Saga - 2002, Page 140
138 HELGA KRESS Torfhildur Hólm (1845-1918) was not only the first Icelandic author to write historical novels but also the first Icelandic woman to publish a novel and the first Icelander to make a career of writing. Altogether she published four long historical novels: Brynjólfur Sveinsson biskup (Bishop Brynjólfur Sveinsson), which appeared in 1882; Elding (Lightning), which was based on the Saga Age; Jón biskup Vídalín (Bishop Jón Vídalín); and Jón biskup Arason (Bishop Jón Arason). Her novels were well received by the public, but critics accused her of lacking both talent and a knowledge of history, for she was an unmarried woman with no formal education or social standing. She defended her use of history in these works, however, arguing that with her fiction she was recovering forgotten sources on Icelandic history and rescuing them from being lost forever. At the same time, she invited those writers of true competence to take advantage of the historical materials, settings and periods to which she had steered them and encouraged them to follow in her footsteps. Many authors accepted her challenge, and the historical novel reached its zenith in Icelandic literature during the 1920s and 1930s with the works of Icelandic authors who had emigrated to Denmark and wrote in Danish. Most of these works dealt with the very same subjects as Torfhildur Hólm's nov- els.

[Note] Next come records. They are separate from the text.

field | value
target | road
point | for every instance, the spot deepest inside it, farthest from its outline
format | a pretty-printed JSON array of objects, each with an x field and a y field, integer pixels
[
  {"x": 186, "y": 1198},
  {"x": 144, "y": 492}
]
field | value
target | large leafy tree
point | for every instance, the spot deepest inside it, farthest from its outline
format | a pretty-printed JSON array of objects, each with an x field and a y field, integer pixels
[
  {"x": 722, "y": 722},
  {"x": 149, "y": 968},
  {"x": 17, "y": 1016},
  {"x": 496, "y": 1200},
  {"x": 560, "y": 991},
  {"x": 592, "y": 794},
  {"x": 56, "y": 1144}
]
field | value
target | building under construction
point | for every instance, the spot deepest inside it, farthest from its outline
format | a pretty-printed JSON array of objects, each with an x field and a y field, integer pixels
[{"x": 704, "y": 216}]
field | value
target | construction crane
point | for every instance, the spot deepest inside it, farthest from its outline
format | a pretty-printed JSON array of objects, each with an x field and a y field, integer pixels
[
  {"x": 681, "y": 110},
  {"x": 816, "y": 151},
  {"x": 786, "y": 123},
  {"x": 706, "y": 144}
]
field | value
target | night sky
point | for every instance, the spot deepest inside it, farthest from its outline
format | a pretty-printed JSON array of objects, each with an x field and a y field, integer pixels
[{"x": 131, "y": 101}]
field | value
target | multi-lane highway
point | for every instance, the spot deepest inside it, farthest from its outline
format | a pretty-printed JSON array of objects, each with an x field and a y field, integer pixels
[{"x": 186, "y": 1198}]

A case in point is Laxness's first novel, the now lost Afturelding (Dawn), which he himself once described as a response to Hólm's Elding. An analysis of íslandsklukkan reveals the influence of Hólm's novels, especially Jón biskup Vídalín, which provided the idea for a romance between Arnas Arnæus/Árni Magnússon and Snæfríður Islandssól, a plot element that has no historical basis. It is also interesting to see how these two writers differ in their approach to the connections between reality, history, and narrative art: Torfhildur Hólm emphasizes historical truth whereas Halldór Laxness bends history to accommodate what he called the narrative truths of the work.